Take for example, meeting minutes. A possible change to the works may be discussed at a meeting following which the contract administrator subsequently issues meeting minutes recording that the contractor is instructed to undertake the variation discussed. Depending on the precise terms of the contract, this minute could be construed as a variation instruction. On the other hand, the parties may have a discussion at the meeting about a change that the contractor has made, which is then recorded in the minutes. In such circumstances, the minute is an acknowledgement of the change rather than a direction that it should be undertaken.
Therefore, it is not possible to lay down hard and fast rules as to whether a form of communication will constitute an instruction as opposed to an acknowledgement of the change. It depends of the substance of the document.
Lamprell v Billericay Union (1849) 154 ER 850 involved the construction of a workhouse under a contract that required prior written instructions for variations. The architect issued letters referring to certain additional works while they were in progress. The fact that those additional works had been undertaken was also referred to in certain certificates and in the final valuation.
The court found that these documents did not amount to variation instructions as required under the contract:
“…the only documents signed by the architects, namely, the certificates, the letters, and the final valuation, even on the most favourable construction for the plaintiff, were merely writing stating expressly or impliedly their approbation of what had already been done.
…they certainly are not what the [contract] contemplated, which was a previous written authority from the architects. A subsequent written approval, even if the documents in evidence amount to that, is a very different thing from a previous order to the builder.”
In other words, a contractual requirement for a written instruction cannot be fulfilled simply by pointing to any document that refers to those additional works. The communication must instruct the contractor to undertake the work rather than just acknowledge that the work has been undertaken.
Permissions and Concessions
There are various reasons why the employer, or its contract administrator, will need to engage in a discussion with the contractor about changes to the works, even where it has not directed the variation.
For example, if a contractor undertakes work that is different to the specified scope then this will amount to a breach of contract. The contractor will then need the employer’s permission that the non-conforming work remain. The employer’s subsequent permission may be recorded in writing but this will not constitute a variation instruction.

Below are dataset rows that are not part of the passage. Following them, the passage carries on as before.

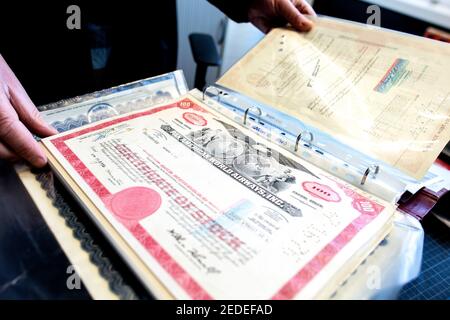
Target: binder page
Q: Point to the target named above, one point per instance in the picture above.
(214, 211)
(383, 93)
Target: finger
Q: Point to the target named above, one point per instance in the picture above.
(288, 11)
(7, 154)
(22, 103)
(17, 137)
(305, 8)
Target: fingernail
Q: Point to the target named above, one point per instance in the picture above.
(39, 161)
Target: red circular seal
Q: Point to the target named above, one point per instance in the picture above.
(135, 203)
(321, 191)
(194, 119)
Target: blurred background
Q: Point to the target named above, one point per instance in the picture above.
(119, 43)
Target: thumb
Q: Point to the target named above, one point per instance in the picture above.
(289, 11)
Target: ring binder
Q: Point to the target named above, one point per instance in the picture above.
(375, 169)
(248, 109)
(211, 87)
(299, 137)
(348, 166)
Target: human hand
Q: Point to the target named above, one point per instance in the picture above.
(266, 14)
(18, 118)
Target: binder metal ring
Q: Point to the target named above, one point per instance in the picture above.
(299, 137)
(246, 113)
(374, 169)
(206, 89)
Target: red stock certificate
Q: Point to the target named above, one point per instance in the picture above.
(214, 211)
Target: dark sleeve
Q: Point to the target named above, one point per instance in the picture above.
(236, 10)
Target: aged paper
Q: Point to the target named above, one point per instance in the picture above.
(213, 210)
(383, 93)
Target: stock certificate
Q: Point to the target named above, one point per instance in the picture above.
(214, 211)
(79, 111)
(380, 92)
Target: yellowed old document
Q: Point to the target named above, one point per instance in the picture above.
(383, 93)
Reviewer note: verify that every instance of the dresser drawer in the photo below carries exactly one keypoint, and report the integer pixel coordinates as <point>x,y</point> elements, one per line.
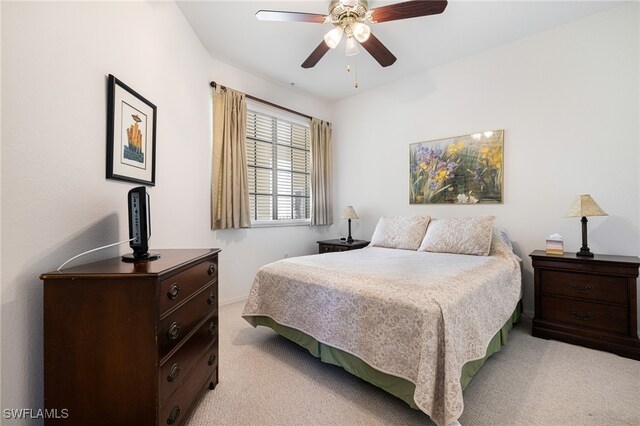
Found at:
<point>176,408</point>
<point>178,288</point>
<point>178,324</point>
<point>589,315</point>
<point>176,368</point>
<point>585,286</point>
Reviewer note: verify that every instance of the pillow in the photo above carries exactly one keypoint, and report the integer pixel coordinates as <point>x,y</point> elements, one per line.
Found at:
<point>403,232</point>
<point>459,235</point>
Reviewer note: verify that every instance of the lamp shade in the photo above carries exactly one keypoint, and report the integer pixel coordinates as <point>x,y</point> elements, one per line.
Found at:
<point>584,205</point>
<point>349,213</point>
<point>333,37</point>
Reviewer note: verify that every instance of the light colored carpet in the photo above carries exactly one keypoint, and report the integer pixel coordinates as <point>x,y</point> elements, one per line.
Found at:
<point>267,380</point>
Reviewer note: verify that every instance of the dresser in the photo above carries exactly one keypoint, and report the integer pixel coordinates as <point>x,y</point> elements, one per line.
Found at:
<point>328,246</point>
<point>131,343</point>
<point>587,301</point>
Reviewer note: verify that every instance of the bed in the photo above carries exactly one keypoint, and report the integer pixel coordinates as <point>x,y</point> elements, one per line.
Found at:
<point>417,323</point>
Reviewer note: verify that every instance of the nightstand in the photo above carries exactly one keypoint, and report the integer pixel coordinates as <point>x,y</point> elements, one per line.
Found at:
<point>328,246</point>
<point>587,301</point>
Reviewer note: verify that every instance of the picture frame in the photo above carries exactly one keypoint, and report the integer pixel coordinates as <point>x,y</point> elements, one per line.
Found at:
<point>131,135</point>
<point>465,169</point>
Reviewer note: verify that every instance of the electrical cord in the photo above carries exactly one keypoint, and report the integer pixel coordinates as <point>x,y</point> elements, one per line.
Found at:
<point>92,250</point>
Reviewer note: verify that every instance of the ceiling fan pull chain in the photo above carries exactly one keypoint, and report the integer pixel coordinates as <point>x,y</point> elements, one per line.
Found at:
<point>356,67</point>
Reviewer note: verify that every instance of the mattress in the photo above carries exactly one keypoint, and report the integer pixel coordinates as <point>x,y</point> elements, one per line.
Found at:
<point>411,315</point>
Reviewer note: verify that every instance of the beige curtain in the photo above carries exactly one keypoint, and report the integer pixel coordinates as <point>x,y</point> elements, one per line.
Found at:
<point>229,186</point>
<point>321,185</point>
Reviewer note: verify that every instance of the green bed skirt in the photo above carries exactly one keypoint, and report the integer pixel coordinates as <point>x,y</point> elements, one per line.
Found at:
<point>396,386</point>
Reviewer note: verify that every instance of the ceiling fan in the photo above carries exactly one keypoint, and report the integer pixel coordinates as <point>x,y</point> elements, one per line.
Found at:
<point>350,18</point>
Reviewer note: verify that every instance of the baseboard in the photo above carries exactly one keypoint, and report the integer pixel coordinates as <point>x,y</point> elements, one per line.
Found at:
<point>234,300</point>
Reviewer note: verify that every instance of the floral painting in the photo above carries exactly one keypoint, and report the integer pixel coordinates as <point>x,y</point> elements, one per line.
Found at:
<point>460,170</point>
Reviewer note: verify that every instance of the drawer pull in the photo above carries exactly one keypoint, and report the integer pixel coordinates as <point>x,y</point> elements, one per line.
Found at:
<point>212,328</point>
<point>173,373</point>
<point>212,269</point>
<point>173,292</point>
<point>174,415</point>
<point>585,317</point>
<point>586,288</point>
<point>174,331</point>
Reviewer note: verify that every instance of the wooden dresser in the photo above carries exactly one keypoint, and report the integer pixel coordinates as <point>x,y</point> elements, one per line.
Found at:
<point>131,343</point>
<point>587,301</point>
<point>328,246</point>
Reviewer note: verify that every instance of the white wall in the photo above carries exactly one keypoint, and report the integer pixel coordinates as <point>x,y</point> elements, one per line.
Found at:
<point>56,201</point>
<point>569,102</point>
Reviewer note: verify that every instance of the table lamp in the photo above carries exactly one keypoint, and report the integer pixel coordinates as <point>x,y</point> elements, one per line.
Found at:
<point>349,213</point>
<point>584,205</point>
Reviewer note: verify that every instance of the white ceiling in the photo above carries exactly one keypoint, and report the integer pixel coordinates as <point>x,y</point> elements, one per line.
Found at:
<point>275,50</point>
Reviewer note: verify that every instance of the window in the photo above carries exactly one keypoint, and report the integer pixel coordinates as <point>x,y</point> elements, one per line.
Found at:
<point>278,164</point>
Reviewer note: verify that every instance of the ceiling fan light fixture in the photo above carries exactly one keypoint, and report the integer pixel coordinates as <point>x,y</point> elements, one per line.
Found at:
<point>333,37</point>
<point>361,31</point>
<point>351,47</point>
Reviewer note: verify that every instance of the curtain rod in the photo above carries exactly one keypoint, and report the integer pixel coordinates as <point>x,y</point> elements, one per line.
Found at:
<point>214,84</point>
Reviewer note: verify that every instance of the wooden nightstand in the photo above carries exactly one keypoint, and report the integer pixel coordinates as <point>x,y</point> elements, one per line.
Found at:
<point>587,301</point>
<point>328,246</point>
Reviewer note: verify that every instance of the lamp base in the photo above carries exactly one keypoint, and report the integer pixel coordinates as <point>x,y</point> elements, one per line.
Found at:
<point>584,252</point>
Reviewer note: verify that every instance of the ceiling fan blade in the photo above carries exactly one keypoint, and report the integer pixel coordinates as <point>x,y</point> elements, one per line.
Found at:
<point>275,15</point>
<point>316,55</point>
<point>379,51</point>
<point>409,9</point>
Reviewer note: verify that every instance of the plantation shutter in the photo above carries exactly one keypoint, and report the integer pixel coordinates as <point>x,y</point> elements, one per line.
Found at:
<point>278,163</point>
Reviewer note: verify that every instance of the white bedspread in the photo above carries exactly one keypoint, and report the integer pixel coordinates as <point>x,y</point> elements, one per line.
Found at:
<point>416,315</point>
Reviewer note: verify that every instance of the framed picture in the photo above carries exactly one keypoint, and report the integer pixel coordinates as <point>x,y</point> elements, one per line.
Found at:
<point>460,170</point>
<point>131,135</point>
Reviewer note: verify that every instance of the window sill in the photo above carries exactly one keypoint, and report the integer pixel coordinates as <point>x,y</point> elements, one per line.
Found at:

Equally, the contractor may need to deviate from the contract scope because it has encountered difficulties that it is responsible for. For example, the contract may specify a certain material with a long lead time and the contractor may want to instead use a material with a shorter lead time, so as to prevent delay to the project. In such circumstances the employer may allow the contractor to alter the scope on the basis that the contractor has no entitlement to additional money or time. The communication to the contractor allowing this concession will not be a variation instruction even though it also approves the change to the scope.
Retrospective instruction
When analysing whether a communication is a variation instruction, it is of course necessary to consider the contract’s express provisions. Some contracts provide that written communications sent after the additional work is implemented will amount to valid instructions. For example, in the JCT Standard Building Contract, 2011 Edition (SBC 2011):
- Clause 3.14.4 states that the contract administrator:
“…may sanction in writing any Variation made by the Contractor otherwise than pursuant to an instruction.”
- Clause 3.12.3 also provides that where the contractor has undertaken work following an oral instruction then the contract administrator:
“…may at any time prior to the issue of the Final Certificate confirm it with retrospective effect.”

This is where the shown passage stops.